7.4 Hazard function
The cumulative risk of an event is the probability that the event occurs within a specified time period. The instantaneous risk of an event is known as the hazard of the event. In survival analysis, we are interested in how the hazard changes over time, how it differs between groups, and how it depends on risk factors. The hazard function \(h()\) at time \(t\) is defined mathematically as follows.
\[\begin{equation} h(t) = \lim_{\Delta t \to 0} \frac{P \left( t \leq T < t + \Delta t \vert T \geq t \right)}{\Delta t} \tag{7.1} \end{equation}\]
Equation (7.1) describes the following process: given that a person has not yet experienced the event prior to time \(t\) (the \(\vert T \geq t\) part of the numerator), compute the probability of the event occurring in a subsequent time window starting at \(t\) (the \(t \leq T < t + \Delta t\) part of the numerator) per unit time (the \(\Delta t\) in the denominator) and then shrink the length of the time window to zero (\(\lim_{\Delta t \to 0}\)). Thus, the hazard function at time \(t\) is the instantaneous risk of experiencing the event among those who are still at risk. The hazard function is sometimes referred to as the hazard rate.

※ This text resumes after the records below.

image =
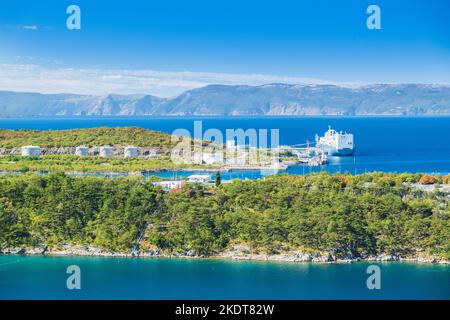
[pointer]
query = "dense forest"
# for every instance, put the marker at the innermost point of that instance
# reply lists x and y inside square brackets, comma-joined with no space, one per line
[359,215]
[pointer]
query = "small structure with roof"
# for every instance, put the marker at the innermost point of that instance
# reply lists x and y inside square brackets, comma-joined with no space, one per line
[81,151]
[106,151]
[199,178]
[168,185]
[130,152]
[31,151]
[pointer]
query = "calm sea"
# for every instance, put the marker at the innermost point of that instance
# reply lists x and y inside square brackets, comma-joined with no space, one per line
[390,144]
[394,144]
[34,277]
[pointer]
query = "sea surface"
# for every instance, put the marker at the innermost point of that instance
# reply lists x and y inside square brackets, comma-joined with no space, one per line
[36,277]
[389,144]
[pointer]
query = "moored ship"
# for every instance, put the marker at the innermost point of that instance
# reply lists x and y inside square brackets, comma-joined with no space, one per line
[336,143]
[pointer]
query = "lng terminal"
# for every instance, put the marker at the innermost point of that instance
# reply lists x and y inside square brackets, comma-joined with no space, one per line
[332,143]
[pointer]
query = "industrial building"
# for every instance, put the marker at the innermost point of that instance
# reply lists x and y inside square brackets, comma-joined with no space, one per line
[31,151]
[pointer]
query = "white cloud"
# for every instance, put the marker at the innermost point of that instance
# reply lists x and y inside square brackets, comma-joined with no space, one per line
[30,77]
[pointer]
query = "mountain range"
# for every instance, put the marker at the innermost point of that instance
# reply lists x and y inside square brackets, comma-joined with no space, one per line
[241,100]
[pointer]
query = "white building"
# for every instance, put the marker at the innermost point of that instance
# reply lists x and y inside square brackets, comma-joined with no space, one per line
[154,153]
[106,151]
[130,152]
[81,151]
[169,184]
[231,144]
[212,158]
[31,151]
[199,178]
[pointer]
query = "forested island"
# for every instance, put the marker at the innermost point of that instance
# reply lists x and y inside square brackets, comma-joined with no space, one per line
[335,216]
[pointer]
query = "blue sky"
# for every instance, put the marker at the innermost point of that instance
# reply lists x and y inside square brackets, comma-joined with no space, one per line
[165,47]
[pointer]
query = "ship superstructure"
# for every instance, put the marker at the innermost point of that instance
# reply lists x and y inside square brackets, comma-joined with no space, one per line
[336,143]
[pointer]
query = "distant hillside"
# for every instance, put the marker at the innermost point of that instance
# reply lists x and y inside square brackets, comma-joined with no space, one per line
[224,100]
[120,136]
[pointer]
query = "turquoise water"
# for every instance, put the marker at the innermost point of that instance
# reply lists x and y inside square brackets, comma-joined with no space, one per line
[390,144]
[35,277]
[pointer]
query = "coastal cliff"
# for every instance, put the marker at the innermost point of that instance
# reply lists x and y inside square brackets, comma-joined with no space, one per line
[276,99]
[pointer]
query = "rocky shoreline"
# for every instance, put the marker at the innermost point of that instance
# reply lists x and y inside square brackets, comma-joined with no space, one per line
[236,253]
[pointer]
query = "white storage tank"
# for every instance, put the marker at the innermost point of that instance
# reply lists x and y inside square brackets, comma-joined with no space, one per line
[82,151]
[31,151]
[130,152]
[106,151]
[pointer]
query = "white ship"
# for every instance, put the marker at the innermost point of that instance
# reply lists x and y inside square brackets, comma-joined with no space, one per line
[336,143]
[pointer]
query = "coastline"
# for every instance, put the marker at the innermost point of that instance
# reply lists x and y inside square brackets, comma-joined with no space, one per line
[233,254]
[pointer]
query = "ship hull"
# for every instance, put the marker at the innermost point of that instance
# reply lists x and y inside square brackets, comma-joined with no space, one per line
[337,152]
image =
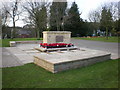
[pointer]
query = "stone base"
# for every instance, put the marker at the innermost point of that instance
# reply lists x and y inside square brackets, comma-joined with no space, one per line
[55,49]
[60,61]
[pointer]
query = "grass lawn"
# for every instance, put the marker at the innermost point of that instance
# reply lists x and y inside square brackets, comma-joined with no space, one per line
[5,42]
[110,39]
[100,75]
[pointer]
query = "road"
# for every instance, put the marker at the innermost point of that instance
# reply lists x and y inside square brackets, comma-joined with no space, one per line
[98,45]
[9,58]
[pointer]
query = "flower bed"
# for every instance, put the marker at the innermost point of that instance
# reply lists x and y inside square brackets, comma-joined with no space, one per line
[55,45]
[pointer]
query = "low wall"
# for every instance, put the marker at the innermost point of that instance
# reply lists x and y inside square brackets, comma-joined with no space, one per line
[14,43]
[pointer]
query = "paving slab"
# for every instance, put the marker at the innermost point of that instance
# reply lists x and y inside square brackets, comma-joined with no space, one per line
[9,60]
[60,61]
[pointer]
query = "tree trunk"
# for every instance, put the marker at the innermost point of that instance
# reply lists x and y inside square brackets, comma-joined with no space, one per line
[107,33]
[38,34]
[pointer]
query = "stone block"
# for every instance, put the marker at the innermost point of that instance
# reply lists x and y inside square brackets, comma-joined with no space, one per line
[12,43]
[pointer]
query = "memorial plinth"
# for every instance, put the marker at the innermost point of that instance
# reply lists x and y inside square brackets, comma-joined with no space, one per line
[56,37]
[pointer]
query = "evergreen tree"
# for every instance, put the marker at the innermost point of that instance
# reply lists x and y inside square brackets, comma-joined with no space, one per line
[37,16]
[57,13]
[73,20]
[106,21]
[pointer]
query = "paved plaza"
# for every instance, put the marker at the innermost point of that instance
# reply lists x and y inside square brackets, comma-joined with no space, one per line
[23,53]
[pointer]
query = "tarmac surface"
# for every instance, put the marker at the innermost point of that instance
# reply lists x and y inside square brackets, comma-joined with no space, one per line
[23,53]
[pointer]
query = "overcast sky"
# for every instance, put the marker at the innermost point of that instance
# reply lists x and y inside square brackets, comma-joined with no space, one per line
[85,6]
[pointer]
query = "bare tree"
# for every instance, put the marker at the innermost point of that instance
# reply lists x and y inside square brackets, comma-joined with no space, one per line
[95,16]
[11,11]
[37,15]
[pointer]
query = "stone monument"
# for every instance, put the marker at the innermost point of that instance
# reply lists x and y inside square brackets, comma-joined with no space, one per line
[56,37]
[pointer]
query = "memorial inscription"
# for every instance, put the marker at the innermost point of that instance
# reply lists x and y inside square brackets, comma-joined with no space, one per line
[59,38]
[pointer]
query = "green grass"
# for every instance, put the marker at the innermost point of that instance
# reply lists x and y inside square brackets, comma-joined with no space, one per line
[100,75]
[110,39]
[5,42]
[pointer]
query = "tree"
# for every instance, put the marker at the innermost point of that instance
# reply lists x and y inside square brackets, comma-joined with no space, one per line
[106,20]
[73,20]
[57,14]
[37,16]
[94,17]
[14,13]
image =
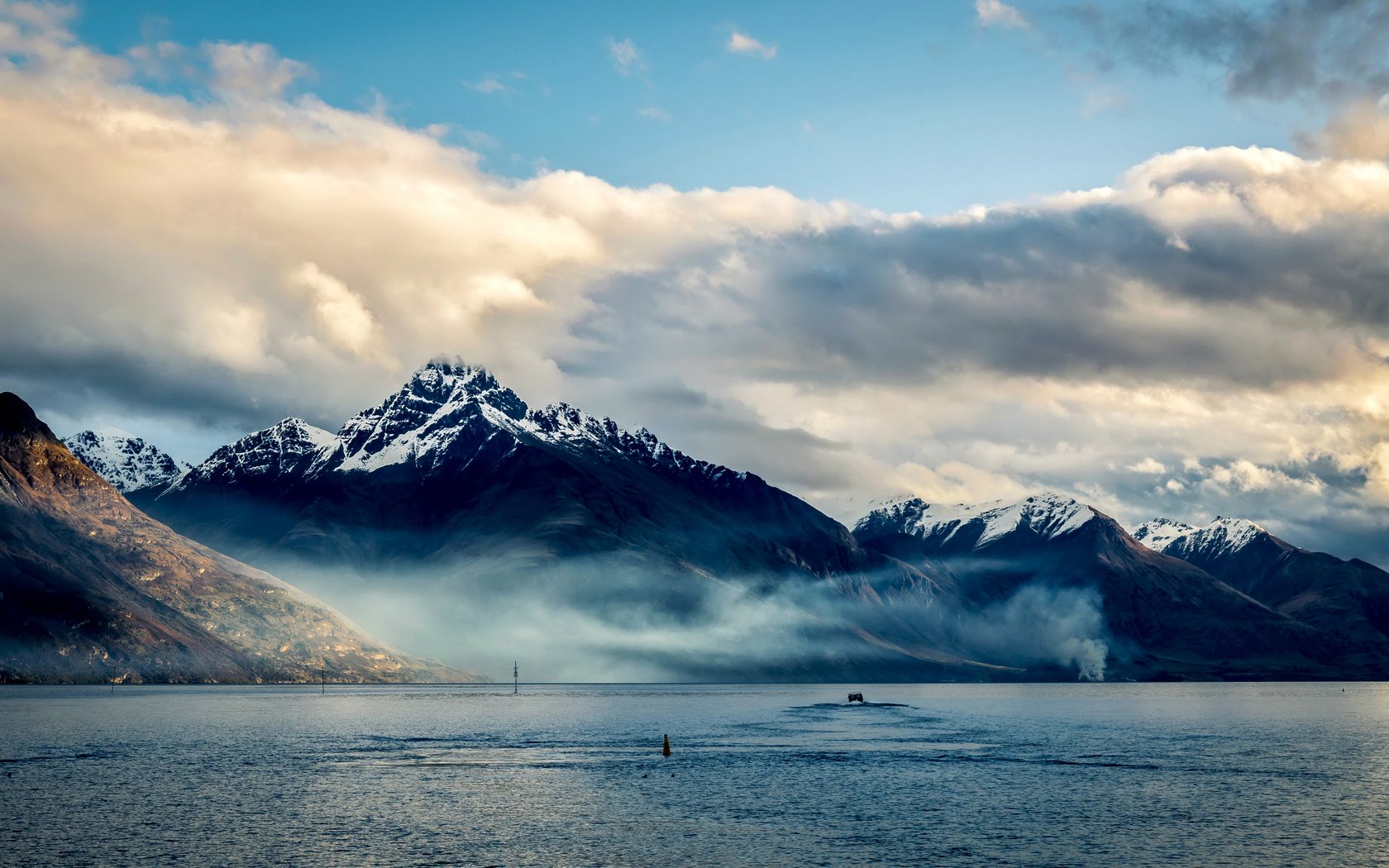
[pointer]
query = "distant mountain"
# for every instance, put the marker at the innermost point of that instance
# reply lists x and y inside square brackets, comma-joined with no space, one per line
[453,484]
[455,464]
[126,461]
[92,589]
[1345,598]
[1167,617]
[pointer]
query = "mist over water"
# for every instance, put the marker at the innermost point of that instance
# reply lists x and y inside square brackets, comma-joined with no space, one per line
[604,618]
[759,775]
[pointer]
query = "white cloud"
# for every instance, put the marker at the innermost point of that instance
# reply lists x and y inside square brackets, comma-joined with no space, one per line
[488,85]
[625,56]
[242,259]
[742,43]
[1148,465]
[995,12]
[251,69]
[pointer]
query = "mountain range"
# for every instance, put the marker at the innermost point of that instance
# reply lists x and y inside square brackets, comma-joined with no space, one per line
[92,589]
[455,514]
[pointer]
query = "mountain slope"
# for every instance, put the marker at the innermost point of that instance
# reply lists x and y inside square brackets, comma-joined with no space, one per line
[126,463]
[93,589]
[1345,598]
[1167,617]
[455,465]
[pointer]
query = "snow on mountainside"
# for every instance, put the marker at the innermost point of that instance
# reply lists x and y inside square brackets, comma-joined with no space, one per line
[282,447]
[446,408]
[126,461]
[1220,538]
[1046,516]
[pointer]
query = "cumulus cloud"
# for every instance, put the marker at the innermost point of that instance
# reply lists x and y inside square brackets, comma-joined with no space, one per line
[486,85]
[742,43]
[998,14]
[251,69]
[238,259]
[625,56]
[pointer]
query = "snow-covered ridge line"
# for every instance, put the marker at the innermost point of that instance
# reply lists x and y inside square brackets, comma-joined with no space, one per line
[126,461]
[1221,537]
[445,408]
[1049,516]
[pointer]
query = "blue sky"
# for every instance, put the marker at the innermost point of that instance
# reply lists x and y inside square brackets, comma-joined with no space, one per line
[217,216]
[896,106]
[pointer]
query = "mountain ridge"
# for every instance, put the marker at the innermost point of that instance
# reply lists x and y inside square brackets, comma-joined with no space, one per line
[96,590]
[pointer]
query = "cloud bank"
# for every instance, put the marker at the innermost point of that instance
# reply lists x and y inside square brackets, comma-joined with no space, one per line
[189,235]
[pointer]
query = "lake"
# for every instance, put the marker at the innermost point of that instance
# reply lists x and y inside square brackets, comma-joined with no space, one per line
[1178,774]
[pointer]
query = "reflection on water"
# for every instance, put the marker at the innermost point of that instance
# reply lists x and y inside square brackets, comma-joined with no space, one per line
[941,774]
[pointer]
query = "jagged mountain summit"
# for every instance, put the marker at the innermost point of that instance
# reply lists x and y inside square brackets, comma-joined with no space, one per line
[124,460]
[1166,617]
[456,494]
[1346,598]
[455,463]
[967,527]
[95,590]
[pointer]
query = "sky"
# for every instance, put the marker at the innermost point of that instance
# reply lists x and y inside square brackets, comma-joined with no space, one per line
[966,250]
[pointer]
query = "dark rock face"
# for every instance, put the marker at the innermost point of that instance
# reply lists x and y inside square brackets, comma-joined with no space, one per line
[1346,599]
[95,590]
[455,464]
[1167,617]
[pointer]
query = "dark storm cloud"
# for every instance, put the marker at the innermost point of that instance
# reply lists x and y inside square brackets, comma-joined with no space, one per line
[1045,293]
[1325,49]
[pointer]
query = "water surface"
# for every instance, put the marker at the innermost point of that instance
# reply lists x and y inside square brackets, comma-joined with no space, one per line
[1267,774]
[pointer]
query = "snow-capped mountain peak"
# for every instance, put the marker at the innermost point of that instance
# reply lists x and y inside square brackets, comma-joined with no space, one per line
[286,446]
[1048,516]
[124,460]
[1220,537]
[427,414]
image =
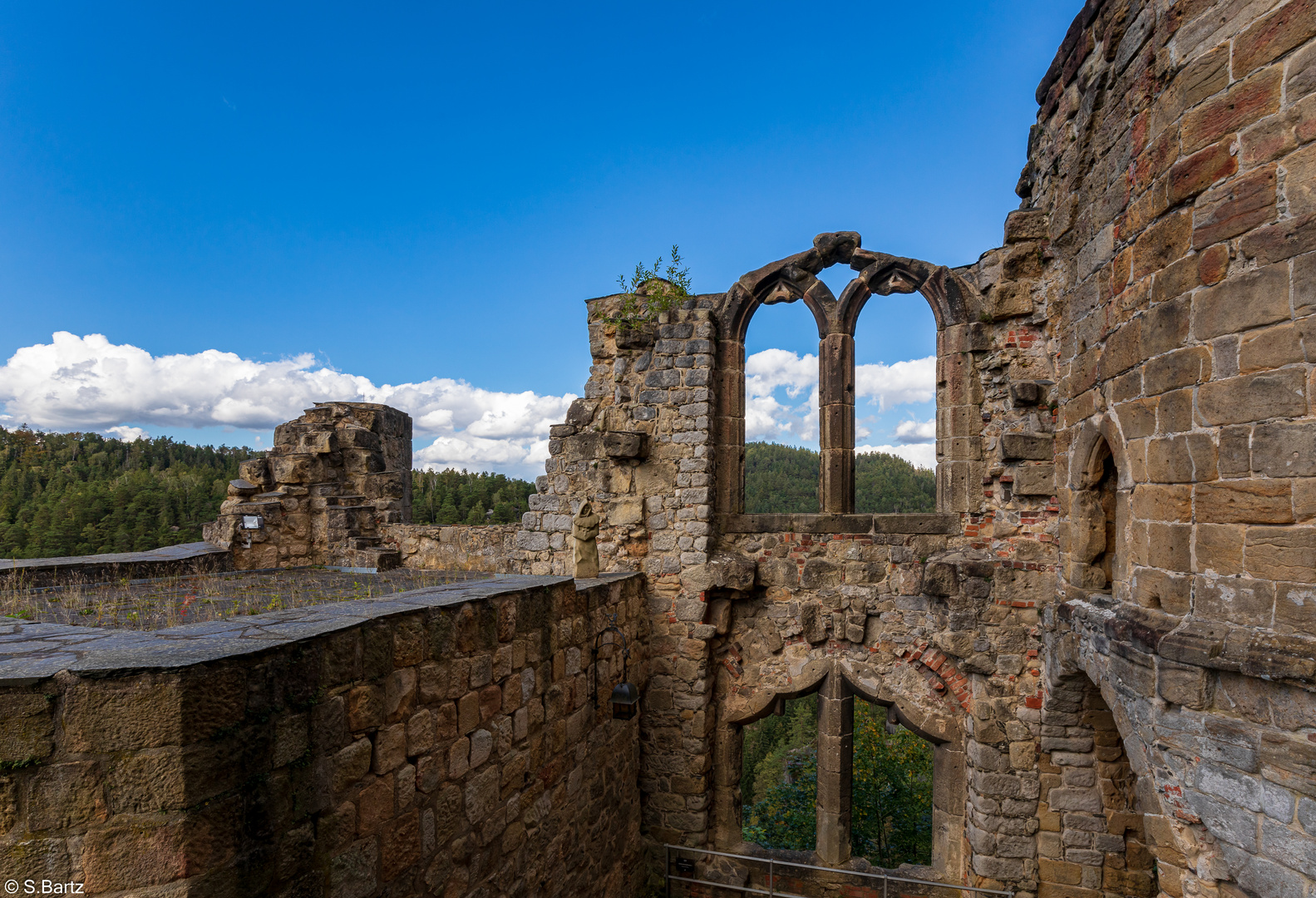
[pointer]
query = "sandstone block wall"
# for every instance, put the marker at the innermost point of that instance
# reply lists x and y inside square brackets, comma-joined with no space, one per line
[1107,627]
[445,742]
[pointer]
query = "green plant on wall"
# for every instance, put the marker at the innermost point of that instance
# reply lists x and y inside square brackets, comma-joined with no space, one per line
[650,294]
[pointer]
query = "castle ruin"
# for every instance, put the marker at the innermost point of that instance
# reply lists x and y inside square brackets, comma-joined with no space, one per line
[1107,629]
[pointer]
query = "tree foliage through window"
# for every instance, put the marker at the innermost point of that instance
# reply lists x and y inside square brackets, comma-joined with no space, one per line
[785,480]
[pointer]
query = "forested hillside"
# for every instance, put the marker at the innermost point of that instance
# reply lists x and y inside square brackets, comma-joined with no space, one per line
[785,480]
[66,494]
[72,494]
[464,498]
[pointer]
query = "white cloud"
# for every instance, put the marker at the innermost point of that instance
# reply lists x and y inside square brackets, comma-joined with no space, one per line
[796,377]
[914,432]
[921,455]
[90,383]
[126,433]
[898,383]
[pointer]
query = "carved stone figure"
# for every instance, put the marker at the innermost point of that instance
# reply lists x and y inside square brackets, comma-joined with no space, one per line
[584,532]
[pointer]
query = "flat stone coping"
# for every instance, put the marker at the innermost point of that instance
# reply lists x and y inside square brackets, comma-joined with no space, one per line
[166,557]
[180,552]
[858,525]
[32,651]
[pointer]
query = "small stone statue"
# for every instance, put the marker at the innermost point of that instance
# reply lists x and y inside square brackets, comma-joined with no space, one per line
[584,532]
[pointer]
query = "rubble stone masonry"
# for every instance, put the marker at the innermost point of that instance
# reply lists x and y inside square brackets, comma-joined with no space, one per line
[1107,629]
[446,742]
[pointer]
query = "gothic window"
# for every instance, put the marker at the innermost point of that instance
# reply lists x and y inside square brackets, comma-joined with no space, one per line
[835,318]
[842,778]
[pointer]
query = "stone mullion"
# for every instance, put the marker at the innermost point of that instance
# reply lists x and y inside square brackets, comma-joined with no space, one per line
[835,758]
[835,424]
[729,428]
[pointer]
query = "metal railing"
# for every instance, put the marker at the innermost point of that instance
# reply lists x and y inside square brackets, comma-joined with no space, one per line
[773,864]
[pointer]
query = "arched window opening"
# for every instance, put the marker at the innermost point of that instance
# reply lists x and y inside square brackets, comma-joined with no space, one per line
[1092,832]
[779,777]
[782,411]
[889,793]
[1095,562]
[895,415]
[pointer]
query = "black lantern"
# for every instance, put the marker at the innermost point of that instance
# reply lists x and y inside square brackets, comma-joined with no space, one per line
[625,697]
[625,701]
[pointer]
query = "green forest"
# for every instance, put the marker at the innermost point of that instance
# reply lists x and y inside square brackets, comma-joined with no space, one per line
[465,498]
[891,785]
[785,480]
[72,494]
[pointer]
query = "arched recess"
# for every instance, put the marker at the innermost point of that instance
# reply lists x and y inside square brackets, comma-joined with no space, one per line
[1101,489]
[954,303]
[1092,805]
[907,699]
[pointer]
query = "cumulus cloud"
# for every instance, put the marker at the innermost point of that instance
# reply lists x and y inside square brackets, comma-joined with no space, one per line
[94,385]
[776,373]
[920,455]
[898,383]
[126,433]
[914,432]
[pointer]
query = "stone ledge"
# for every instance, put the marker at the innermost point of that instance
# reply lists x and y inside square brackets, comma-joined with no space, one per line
[185,557]
[1211,644]
[34,651]
[857,525]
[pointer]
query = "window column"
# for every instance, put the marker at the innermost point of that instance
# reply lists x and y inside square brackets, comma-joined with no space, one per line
[835,758]
[835,424]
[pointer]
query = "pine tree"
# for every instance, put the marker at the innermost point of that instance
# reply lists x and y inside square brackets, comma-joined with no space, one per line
[448,514]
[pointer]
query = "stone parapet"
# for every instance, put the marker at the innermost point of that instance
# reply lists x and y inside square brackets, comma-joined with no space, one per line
[421,744]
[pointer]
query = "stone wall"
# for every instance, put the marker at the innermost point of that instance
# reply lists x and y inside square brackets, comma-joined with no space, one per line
[1124,422]
[318,496]
[491,548]
[1106,629]
[444,742]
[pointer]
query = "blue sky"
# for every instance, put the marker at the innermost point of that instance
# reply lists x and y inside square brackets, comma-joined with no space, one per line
[257,205]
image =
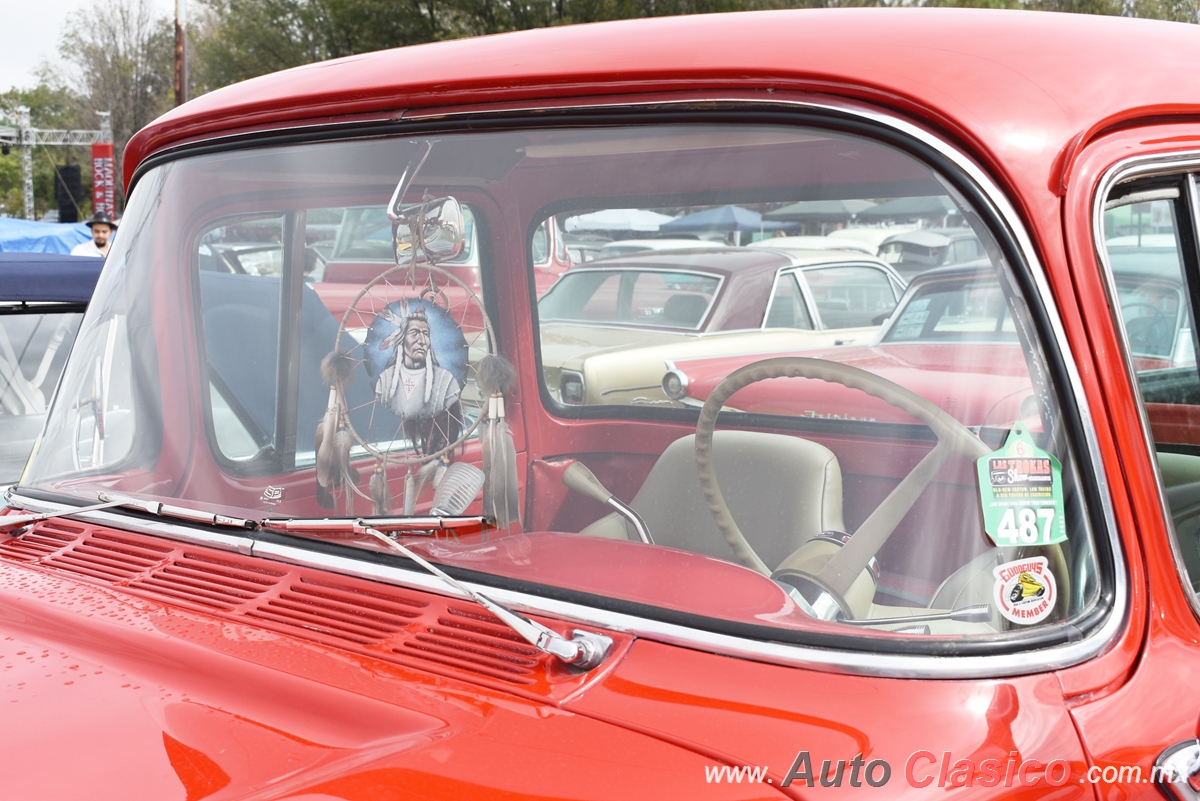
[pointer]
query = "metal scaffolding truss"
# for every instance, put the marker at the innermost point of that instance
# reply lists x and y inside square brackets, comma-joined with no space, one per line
[25,137]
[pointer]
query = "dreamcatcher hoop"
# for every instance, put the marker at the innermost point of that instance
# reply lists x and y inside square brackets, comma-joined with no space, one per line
[431,294]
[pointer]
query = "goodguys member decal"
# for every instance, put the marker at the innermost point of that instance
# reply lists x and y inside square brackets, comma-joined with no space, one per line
[1025,590]
[1020,493]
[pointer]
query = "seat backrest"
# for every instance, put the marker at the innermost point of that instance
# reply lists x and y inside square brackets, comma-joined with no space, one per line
[783,491]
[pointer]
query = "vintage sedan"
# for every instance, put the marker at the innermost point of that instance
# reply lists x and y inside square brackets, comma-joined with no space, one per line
[264,550]
[952,338]
[916,251]
[606,329]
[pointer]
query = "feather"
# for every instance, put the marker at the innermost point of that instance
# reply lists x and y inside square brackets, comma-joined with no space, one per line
[502,500]
[341,463]
[379,493]
[409,492]
[496,377]
[325,431]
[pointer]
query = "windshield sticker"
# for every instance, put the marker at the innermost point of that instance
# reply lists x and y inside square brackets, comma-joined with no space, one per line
[1020,491]
[1025,590]
[415,356]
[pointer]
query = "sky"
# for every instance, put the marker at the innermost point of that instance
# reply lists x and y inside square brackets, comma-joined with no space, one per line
[30,31]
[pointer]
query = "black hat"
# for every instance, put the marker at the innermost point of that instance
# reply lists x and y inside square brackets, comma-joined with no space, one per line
[101,217]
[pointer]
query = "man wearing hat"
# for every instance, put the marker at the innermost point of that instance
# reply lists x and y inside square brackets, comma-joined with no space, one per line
[102,229]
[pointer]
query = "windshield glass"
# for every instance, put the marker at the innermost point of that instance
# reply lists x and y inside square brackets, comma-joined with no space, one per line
[35,341]
[292,331]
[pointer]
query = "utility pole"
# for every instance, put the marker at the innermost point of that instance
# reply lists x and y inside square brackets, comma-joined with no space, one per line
[180,52]
[25,137]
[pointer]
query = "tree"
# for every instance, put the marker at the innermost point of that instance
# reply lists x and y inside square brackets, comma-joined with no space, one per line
[49,107]
[120,60]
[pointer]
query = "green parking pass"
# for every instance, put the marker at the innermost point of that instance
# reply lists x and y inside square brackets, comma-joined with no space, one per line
[1020,491]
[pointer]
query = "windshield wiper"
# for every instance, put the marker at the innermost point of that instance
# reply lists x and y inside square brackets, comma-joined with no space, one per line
[177,512]
[15,521]
[585,650]
[412,524]
[109,500]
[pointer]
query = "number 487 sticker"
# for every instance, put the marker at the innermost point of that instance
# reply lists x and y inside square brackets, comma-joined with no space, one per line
[1027,527]
[1020,492]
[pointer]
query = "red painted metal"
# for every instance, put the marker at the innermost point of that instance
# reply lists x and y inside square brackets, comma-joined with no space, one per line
[137,668]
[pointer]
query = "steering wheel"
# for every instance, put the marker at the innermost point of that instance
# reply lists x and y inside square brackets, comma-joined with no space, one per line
[835,573]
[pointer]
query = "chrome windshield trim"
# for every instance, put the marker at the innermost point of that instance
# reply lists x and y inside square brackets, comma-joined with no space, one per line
[165,529]
[871,663]
[1181,163]
[868,663]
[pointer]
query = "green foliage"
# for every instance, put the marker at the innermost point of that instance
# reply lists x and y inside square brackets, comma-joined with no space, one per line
[249,37]
[123,61]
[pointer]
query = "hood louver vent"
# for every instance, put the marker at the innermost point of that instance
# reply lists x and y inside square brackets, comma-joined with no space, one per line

Example 7.1 (continued): The hazard is related to the rate of change in survival. For the Natality teaching dataset, the hazard function (solid line) for preterm birth and the corresponding survival function (dashed line) are shown in Figure 7.3. The hazard function is near 0 at times when the survival function is relatively flat (few events) and is greater when the survival function is steeper (events occurring more frequently). In this teaching dataset, the hazard of preterm birth is near 0 through around gestational age 21 weeks and there is a marked increase in hazard after around 28 weeks.